“Torchy,” says Mr. Robert, “ask Barney to call a cab.”
“And, by the way,” Bunny is sayin’ as I come back, “you might chuck in a business suit and a few white flannels into a grip, Bob. You wouldn’t want me to arrive in South America dressed like this, would you?”
“Very well,” says Mr. Robert. “But what I’m most concerned about is that you do arrive there.”
“But how do you know, Mr. Robert,” says I next mornin’, “that he will?”
“Because I locked him in his stateroom myself,” says he, “and bribed a steward not to let him out until he could see Barnegat light over the stern.”
“Gee!” says I. “That’s one way of losin’ a better days’ proposition. And in case any others like him turns up, Mr. Robert, have you got any more old dress suits?”
“If I have,” says he, “I shall burn them.”
CHAPTER XII
THE GLAD HAIL FOR TORCHY
I’ll say this for Aunty: She’s doin’ her best. About all she’s omitted is lockin’ Vee in a safety deposit vault and forgettin’ the combination.
Say, you’d most think I was as catchin’ as a case of measles. I wish it was so; for once in awhile, in spite of Aunty, Vee gets exposed. That’s all the good it does, though. What’s a few minutes’ chat with the only girl that ever was? It’s a wonder we don’t have to be introduced all over again. That would be the case with some girls. But Vee! Say, lemme put you wise—Vee’s different! Uh-huh! I found that out all by myself. I don’t know just where it comes in, or how, but she is.

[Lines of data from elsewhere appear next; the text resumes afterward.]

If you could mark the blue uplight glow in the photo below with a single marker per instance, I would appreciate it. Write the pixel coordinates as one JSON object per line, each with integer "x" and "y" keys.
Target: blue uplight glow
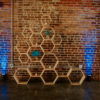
{"x": 4, "y": 53}
{"x": 89, "y": 51}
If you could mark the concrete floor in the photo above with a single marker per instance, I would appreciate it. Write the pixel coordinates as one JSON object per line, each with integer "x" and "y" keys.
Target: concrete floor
{"x": 9, "y": 90}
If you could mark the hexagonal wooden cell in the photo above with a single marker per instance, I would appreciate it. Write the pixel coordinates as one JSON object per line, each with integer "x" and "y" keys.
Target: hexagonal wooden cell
{"x": 76, "y": 76}
{"x": 62, "y": 69}
{"x": 47, "y": 32}
{"x": 46, "y": 9}
{"x": 36, "y": 26}
{"x": 57, "y": 39}
{"x": 27, "y": 32}
{"x": 49, "y": 60}
{"x": 36, "y": 39}
{"x": 47, "y": 46}
{"x": 45, "y": 20}
{"x": 49, "y": 77}
{"x": 35, "y": 53}
{"x": 22, "y": 76}
{"x": 24, "y": 58}
{"x": 36, "y": 69}
{"x": 16, "y": 55}
{"x": 22, "y": 46}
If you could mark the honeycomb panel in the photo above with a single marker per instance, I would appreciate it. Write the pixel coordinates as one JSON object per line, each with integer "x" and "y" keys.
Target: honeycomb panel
{"x": 57, "y": 39}
{"x": 49, "y": 60}
{"x": 22, "y": 46}
{"x": 36, "y": 69}
{"x": 24, "y": 58}
{"x": 47, "y": 46}
{"x": 22, "y": 75}
{"x": 27, "y": 32}
{"x": 16, "y": 57}
{"x": 49, "y": 77}
{"x": 62, "y": 69}
{"x": 47, "y": 32}
{"x": 36, "y": 39}
{"x": 76, "y": 76}
{"x": 35, "y": 53}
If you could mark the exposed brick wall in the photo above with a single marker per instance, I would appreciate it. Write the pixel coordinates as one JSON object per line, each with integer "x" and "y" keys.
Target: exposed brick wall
{"x": 5, "y": 34}
{"x": 68, "y": 21}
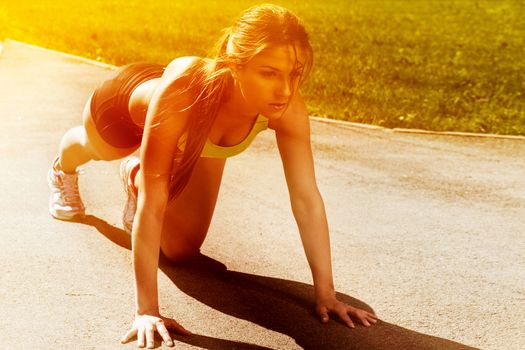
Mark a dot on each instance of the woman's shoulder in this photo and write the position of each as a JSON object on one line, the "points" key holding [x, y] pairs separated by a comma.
{"points": [[182, 67]]}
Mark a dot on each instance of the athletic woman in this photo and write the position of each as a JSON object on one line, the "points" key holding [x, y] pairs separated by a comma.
{"points": [[187, 119]]}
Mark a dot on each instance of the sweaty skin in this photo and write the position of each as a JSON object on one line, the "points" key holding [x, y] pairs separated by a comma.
{"points": [[266, 85]]}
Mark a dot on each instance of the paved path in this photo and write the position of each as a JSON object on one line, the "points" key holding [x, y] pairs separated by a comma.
{"points": [[426, 230]]}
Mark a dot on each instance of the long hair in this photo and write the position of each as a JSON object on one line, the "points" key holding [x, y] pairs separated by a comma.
{"points": [[257, 29]]}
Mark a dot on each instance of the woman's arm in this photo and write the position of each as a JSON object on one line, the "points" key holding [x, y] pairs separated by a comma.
{"points": [[293, 139], [165, 122]]}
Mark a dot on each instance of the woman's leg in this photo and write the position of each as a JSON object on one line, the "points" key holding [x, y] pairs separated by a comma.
{"points": [[188, 216], [78, 146], [83, 143]]}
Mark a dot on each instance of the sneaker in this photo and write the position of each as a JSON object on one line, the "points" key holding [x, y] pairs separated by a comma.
{"points": [[64, 202], [126, 167]]}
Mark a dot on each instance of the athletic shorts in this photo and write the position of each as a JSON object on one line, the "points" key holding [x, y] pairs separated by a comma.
{"points": [[109, 104]]}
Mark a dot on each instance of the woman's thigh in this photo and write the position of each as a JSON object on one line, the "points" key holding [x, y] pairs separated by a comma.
{"points": [[188, 216], [96, 144]]}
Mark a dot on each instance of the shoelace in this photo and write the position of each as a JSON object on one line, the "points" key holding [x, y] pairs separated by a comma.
{"points": [[69, 189]]}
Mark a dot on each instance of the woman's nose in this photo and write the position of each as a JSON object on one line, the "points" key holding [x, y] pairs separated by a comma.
{"points": [[284, 89]]}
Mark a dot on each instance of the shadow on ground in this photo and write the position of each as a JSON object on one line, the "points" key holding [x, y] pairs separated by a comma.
{"points": [[280, 305]]}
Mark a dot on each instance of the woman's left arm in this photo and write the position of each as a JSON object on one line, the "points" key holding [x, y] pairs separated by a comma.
{"points": [[293, 139]]}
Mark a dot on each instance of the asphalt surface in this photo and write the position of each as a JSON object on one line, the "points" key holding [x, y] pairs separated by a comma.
{"points": [[427, 230]]}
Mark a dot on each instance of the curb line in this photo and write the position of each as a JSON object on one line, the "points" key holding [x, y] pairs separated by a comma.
{"points": [[314, 118], [345, 123], [59, 53]]}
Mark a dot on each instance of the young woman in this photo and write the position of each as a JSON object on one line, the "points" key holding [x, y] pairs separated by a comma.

All of which makes it just so much worse when she and Aunty does the summer flit. Course, I saw it comin’ ’way back early in June, and then the first thing I know they’re gone. I gets a bulletin now and then,—Lenox, the Pier, Newport, and so on,—sometimes from Vee, sometimes by readin’ the society notes. Must be great to have the papers keep track of you, the way they do of Aunty. And it’s so comfortin’ to me, strayin’ lonesome into a Broadway movie show of a hot evening to know that “among the debutantes at a tea dance given in the Casino by Mrs. Percy Bonehead yesterday afternoon was Miss Verona Hemmingway.” Oh, sure! Say, how many moves am I from a tea dance—me here behind the brass rail at the Corrugated, with Piddie gettin’ fussy, and Old Hickory jabbin’ the buzzer?
And then, just when I’m peevish enough to be canned and served with lamb chops, here comes this glad word out of the State of Maine. “It’s nice up here,” says she; “but awfully stupid. Vee.” That’s all—just a picture postcard. But, say, I’d have put it in a solid gold frame if there’d been one handy.
As it is, I sticks the card up on the desk in front of me and gazes longin’. Some shack, I should judge by the picture,—one of these low, wide affairs, all built of cobblestones, with a red tile roof and yellow awnin’s. Right on the water too. You can see the waves frothin’ almost up to the front steps. Roarin’ Rocks, Maine, is the name of the place printed underneath.